SOAS University of London

Tibetan Studies at SOAS

Tibetan in Digital Communication - Workflow

Text Normalization

In some cases there are two ways in Unicode to encode a Tibetan character. In order to simplify the statistical models we normalize to the more common encoding. When uploading new texts it is useful to ensure that the following changes have been made:

  • "༎" changed to "།།"
  • "༌" (typical after ང and before śad) changed to "་"

Word Segmentation

One approach recasts word segmentation as a problem of syllable classification. Each syllable in a word is tagged in one of 8 ways. The lone syllable of a single syllable word is tagged "S". In multisyllabic words, the initial syllable is tagged "X", and the final syllable is tagged "E". Other syllables are tagged with Y, Z, or M, as follows: X-Y-E, X-Y-Z-E, X-Y-Z-M-E, X-Y-Z-M-M-E, and so on. Two additional tags are used for Tibetan's complex syllables. The tag "SS" is used for two single syllable words which are joined together, such as འདིའི་. And the tag "ES" is used for a word-final syllable that is joined together with the following single syllable word, such as the པོས་ in ཆེན་པོས་. It must be understood that for the purposes of word segmentation, these complex syllables must be split off into separate words: འདིའི་|SS will become འདི + འི་, and ཆེན་|X པོས་|ES will become ཆེན་པོ + ས་.

Tag Set

The tag set used in the project is described in E. Garrett et al. (2015), 'The contribution of corpus linguistics to lexicography and the future of Tibetan dictionaries'Revue d'Etudes Tibétaines, 32, pp. 51-86.

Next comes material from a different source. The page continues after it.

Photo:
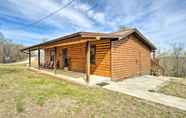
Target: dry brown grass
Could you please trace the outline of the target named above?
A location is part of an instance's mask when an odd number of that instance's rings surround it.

The Classical corpus is the authoritative reference for our tagset, so should be the first point of reference. As noted above, the Saint Petersburg corpus comes via Pavel Grokhovsky, who used a different tagset. We have been converting his tagset to our system, but this work is not yet complete. Finally, the Berlin corpus is only partially tagged, and so includes a great many words with dummy tags (for example, xxx).

Pre Tagger

The aim of pre-tagging is to present the human tagger with a reduced set of choices when tagging a text. The pre tagger can leave difficult tagging decisions to the human, but it should make every effort not to eliminate possible tags. Human taggers are to download the pre tagged outputs, and then upload their corrections back to the system.

In this interface, pages that have not yet been hand tagged are pre tagged, by applying the current best segmenter followed by the rule tagger. Pages that have already been hand tagged are also pre tagged, enabling the performance of the segmenter and rule tagger to be easily assessed alongside the correct tagging.

Tag Suggestions

After hand tagged texts are fed back into the system, they are checked using the tag suggestions mechanism. For each corpus, the system generates a list of tag suggestions, which draw attention to those cases where the rule tagger gives a different answer to the human tagger.

This purpose of this step is twofold. On the one hand, the machine's correct suggestions bring attention to mistakes or inconsistencies in the human tagging. On the other hand, the machine's incorrect suggestions point us to rules that need to be revised or removed.